[HN Gopher] The Cerebras CS-2 wafer-scale engine (850k cores, 40...
       ___________________________________________________________________
        
       The Cerebras CS-2 wafer-scale engine (850k cores, 40 GB SRAM)
        
       Author : unwind
       Score  : 114 points
       Date   : 2021-06-10 11:34 UTC (11 hours ago)
        
 (HTM) web link (cerebras.net)
 (TXT) w3m dump (cerebras.net)
        
       | shrubble wrote:
       | A friend visited the Pittsburgh Supercomputing Center, where he
       | saw one of these. Said that they throw off a LOT of heat.
       | Stainless steel braided piping is used to move the liquid cooling
       | around.
        
         | rokobobo wrote:
         | At 1:51 of this video, you can see them fitting it to what
         | looks like a giant heatsink, to be plugged into some very large
         | pipes: https://youtu.be/qSqAxEXtZY0?t=111
        
         | tyingq wrote:
         | Their home page says 23kw in 15 rack units.
         | 
         | Compare that to somewhere in the range of 5 to 25kw for 42 rack
         | units for a more traditional mix of equipment in a rack.
         | 
         | Sounds like it consumes somewhere in the range of 2.5 to 10
         | times more than a normal server that would fit in the same
         | space. 1.5kw per RU as compared to 0.12-0.6 per RU for "normal
         | equipment".
        
         | meepmorp wrote:
         | The 1st generation units draw 23kW peak, so yeah, basically a
         | computational space heater.
         | 
         | https://www.anandtech.com/show/16626/cerebras-unveils-wafer-...
        
       | EvanAnderson wrote:
       | What a charmingly impractical product! I wonder what their yields
       | are like.
       | 
       | I am reminded of a recording of a Seymour Cray talk where he
       | discussed some of the challenges his company faced with actually
       | manufacturing their computers. The challenges associated with
       | physical packaging, cooling, and power were as much or more
       | interesting to me than the computing capabilities of the
       | resulting product. I bet there are similar interesting rabbit-
       | holes w/ this product.
       | 
       | I have some nostalgia for the past world of "supercomputers" that
       | were actually purpose-built devices, rather than clusters of off-
       | the-shelf hardware. Economics don't favor the purpose-built, for
       | sure, but things like the old Connection Machines and Cray
       | machines seem very romantic to me.

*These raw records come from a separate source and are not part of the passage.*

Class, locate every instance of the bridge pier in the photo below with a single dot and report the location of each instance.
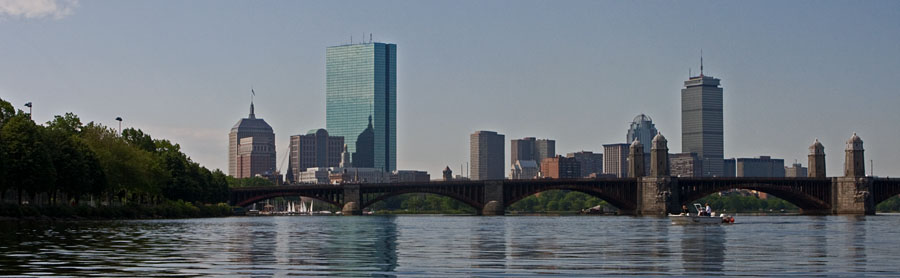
(493, 199)
(352, 200)
(852, 196)
(852, 193)
(656, 196)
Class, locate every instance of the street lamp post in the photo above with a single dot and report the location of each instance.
(120, 125)
(28, 104)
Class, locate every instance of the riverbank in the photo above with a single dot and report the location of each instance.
(170, 209)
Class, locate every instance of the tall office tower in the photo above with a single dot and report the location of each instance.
(643, 129)
(615, 159)
(531, 149)
(361, 91)
(247, 158)
(486, 155)
(314, 149)
(591, 163)
(701, 122)
(686, 165)
(544, 148)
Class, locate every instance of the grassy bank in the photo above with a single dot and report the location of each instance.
(170, 209)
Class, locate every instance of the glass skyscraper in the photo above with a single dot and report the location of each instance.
(361, 89)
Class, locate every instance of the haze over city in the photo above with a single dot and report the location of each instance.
(575, 72)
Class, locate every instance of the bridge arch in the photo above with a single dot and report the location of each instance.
(809, 198)
(475, 204)
(256, 198)
(613, 197)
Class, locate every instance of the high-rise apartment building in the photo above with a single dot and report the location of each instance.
(316, 148)
(701, 122)
(486, 155)
(361, 91)
(255, 155)
(530, 148)
(685, 165)
(643, 129)
(560, 167)
(615, 159)
(591, 163)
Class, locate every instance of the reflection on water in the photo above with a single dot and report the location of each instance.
(443, 246)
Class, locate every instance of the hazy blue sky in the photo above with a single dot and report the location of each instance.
(573, 71)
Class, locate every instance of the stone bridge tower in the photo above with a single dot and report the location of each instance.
(636, 159)
(656, 193)
(817, 160)
(852, 192)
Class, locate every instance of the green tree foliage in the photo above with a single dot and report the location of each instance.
(74, 160)
(27, 162)
(739, 203)
(557, 201)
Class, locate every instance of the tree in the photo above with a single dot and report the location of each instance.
(27, 161)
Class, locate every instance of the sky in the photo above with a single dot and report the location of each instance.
(573, 71)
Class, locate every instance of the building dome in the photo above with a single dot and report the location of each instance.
(855, 143)
(659, 138)
(252, 124)
(816, 148)
(660, 142)
(642, 118)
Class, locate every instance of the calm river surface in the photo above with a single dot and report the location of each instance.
(442, 246)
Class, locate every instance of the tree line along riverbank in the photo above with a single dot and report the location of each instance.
(65, 168)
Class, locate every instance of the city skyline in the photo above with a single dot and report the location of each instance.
(796, 90)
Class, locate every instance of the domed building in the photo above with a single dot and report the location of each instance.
(251, 148)
(642, 129)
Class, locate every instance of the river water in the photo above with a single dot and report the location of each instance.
(445, 246)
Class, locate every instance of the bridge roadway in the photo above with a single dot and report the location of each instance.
(653, 193)
(640, 196)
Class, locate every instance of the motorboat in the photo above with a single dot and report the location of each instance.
(691, 218)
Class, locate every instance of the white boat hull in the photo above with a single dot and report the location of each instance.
(693, 219)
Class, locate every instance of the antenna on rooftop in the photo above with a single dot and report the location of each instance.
(701, 62)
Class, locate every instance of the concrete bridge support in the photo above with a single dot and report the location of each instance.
(852, 192)
(656, 196)
(352, 200)
(493, 198)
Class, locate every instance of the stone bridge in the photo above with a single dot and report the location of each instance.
(654, 193)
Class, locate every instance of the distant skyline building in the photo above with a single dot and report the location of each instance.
(361, 95)
(560, 167)
(763, 166)
(590, 162)
(486, 155)
(524, 169)
(251, 147)
(316, 148)
(530, 148)
(685, 165)
(796, 171)
(702, 121)
(615, 159)
(643, 129)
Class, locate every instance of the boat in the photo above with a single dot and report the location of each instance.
(690, 218)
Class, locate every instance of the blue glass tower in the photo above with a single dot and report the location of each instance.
(361, 90)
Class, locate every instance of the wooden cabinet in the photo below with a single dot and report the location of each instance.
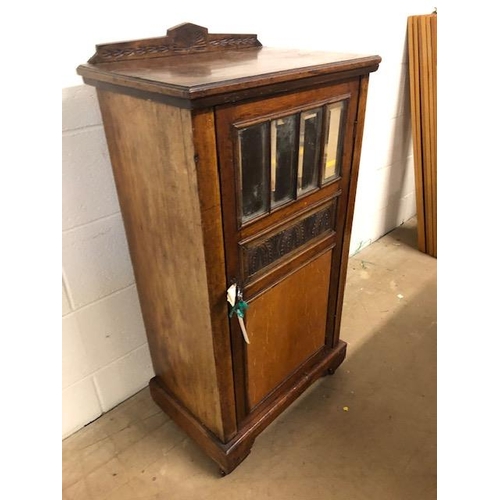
(236, 168)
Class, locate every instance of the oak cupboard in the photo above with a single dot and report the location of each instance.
(236, 168)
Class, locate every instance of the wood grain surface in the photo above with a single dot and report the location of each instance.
(157, 186)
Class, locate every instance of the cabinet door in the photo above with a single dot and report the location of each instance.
(285, 170)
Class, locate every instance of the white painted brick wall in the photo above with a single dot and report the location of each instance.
(105, 354)
(104, 348)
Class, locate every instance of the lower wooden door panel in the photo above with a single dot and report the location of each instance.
(286, 326)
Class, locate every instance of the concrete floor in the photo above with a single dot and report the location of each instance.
(367, 433)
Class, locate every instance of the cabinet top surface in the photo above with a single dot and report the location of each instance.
(192, 73)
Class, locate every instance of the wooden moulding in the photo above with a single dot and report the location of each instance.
(182, 39)
(229, 455)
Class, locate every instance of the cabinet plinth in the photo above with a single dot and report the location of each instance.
(235, 165)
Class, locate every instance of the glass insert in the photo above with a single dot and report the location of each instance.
(283, 159)
(254, 170)
(333, 149)
(309, 150)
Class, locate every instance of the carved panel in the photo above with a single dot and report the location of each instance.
(182, 39)
(269, 249)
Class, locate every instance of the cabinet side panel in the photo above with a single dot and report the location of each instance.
(356, 155)
(153, 162)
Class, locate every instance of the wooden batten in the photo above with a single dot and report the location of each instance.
(422, 57)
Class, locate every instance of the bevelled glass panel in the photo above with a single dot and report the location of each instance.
(283, 159)
(333, 140)
(309, 150)
(254, 170)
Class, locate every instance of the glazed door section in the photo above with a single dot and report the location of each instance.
(285, 165)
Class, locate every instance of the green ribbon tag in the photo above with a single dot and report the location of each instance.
(239, 308)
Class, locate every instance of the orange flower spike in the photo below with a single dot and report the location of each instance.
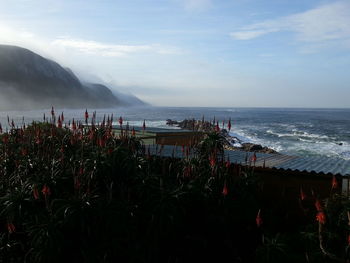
(225, 190)
(228, 163)
(302, 194)
(212, 161)
(46, 191)
(11, 228)
(258, 219)
(318, 205)
(334, 182)
(321, 217)
(217, 128)
(254, 157)
(35, 193)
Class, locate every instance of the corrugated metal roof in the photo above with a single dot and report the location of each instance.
(154, 129)
(320, 164)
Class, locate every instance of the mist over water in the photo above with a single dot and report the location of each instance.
(301, 132)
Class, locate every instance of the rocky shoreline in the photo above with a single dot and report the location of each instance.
(232, 143)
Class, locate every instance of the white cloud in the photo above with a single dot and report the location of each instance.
(111, 50)
(197, 4)
(246, 35)
(325, 23)
(98, 48)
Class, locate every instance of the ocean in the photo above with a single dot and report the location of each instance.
(293, 131)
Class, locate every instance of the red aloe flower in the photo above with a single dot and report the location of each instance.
(258, 219)
(5, 139)
(212, 161)
(229, 124)
(254, 158)
(74, 126)
(334, 182)
(11, 228)
(59, 122)
(302, 194)
(217, 128)
(35, 193)
(187, 171)
(24, 151)
(228, 163)
(318, 205)
(321, 217)
(46, 191)
(225, 190)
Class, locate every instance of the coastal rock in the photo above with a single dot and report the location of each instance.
(231, 142)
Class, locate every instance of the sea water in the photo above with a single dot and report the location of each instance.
(301, 132)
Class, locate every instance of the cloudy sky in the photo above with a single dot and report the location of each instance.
(276, 53)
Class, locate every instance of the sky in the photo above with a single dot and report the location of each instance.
(221, 53)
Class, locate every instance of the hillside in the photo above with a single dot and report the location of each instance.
(30, 81)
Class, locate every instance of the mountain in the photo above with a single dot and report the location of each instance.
(30, 81)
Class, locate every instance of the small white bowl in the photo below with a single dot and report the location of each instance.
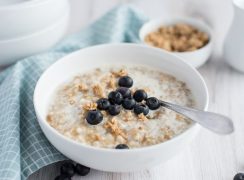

This product seems a bit like
       | an artifact from that time.
       | 
       | Edit: I think the Cray talk I'm thinking about is
       | https://www.youtube.com/watch?v=8Z9VStbhplQ
        
         | fabiospampinato wrote:
         | I think yields are ~100% actually, I've read the chip is
         | architected in a way that if any of those cores doesn't work
         | the rest of the chip still works.
        
           | EvanAnderson wrote:
           | I figured there would be spare silicon on the die. I guess I
           | was thinking more about the raw yields and how much over-
           | capacity was engineered into the product to handle real-world
           | physics. There has to be some pretty impressive engineering
           | behind this thing.
        
             | kasperni wrote:
             | 1-2% over-capacity.
             | 
             | ""Both Cerebras' first and second generation chips are
             | created by removing the largest possible square from a 300
             | mm wafer to create 46,000 square millimeter chips roughly
             | the size of a dinner plate. An array of repeated identical
             | tiles (84 of them) is built into the wafer, enabling
             | redundancy.""
        
               | EvanAnderson wrote:
               | They're fabbing it at a 7nm process, too! This is really
               | exciting stuff.
               | 
               | This rabbit hole got me to this Anandtech article:
               | https://www.anandtech.com/show/16626/cerebras-unveils-
               | wafer-...
        
         | qayxc wrote:
         | > I have some nostalgia for the past world of "supercomputers"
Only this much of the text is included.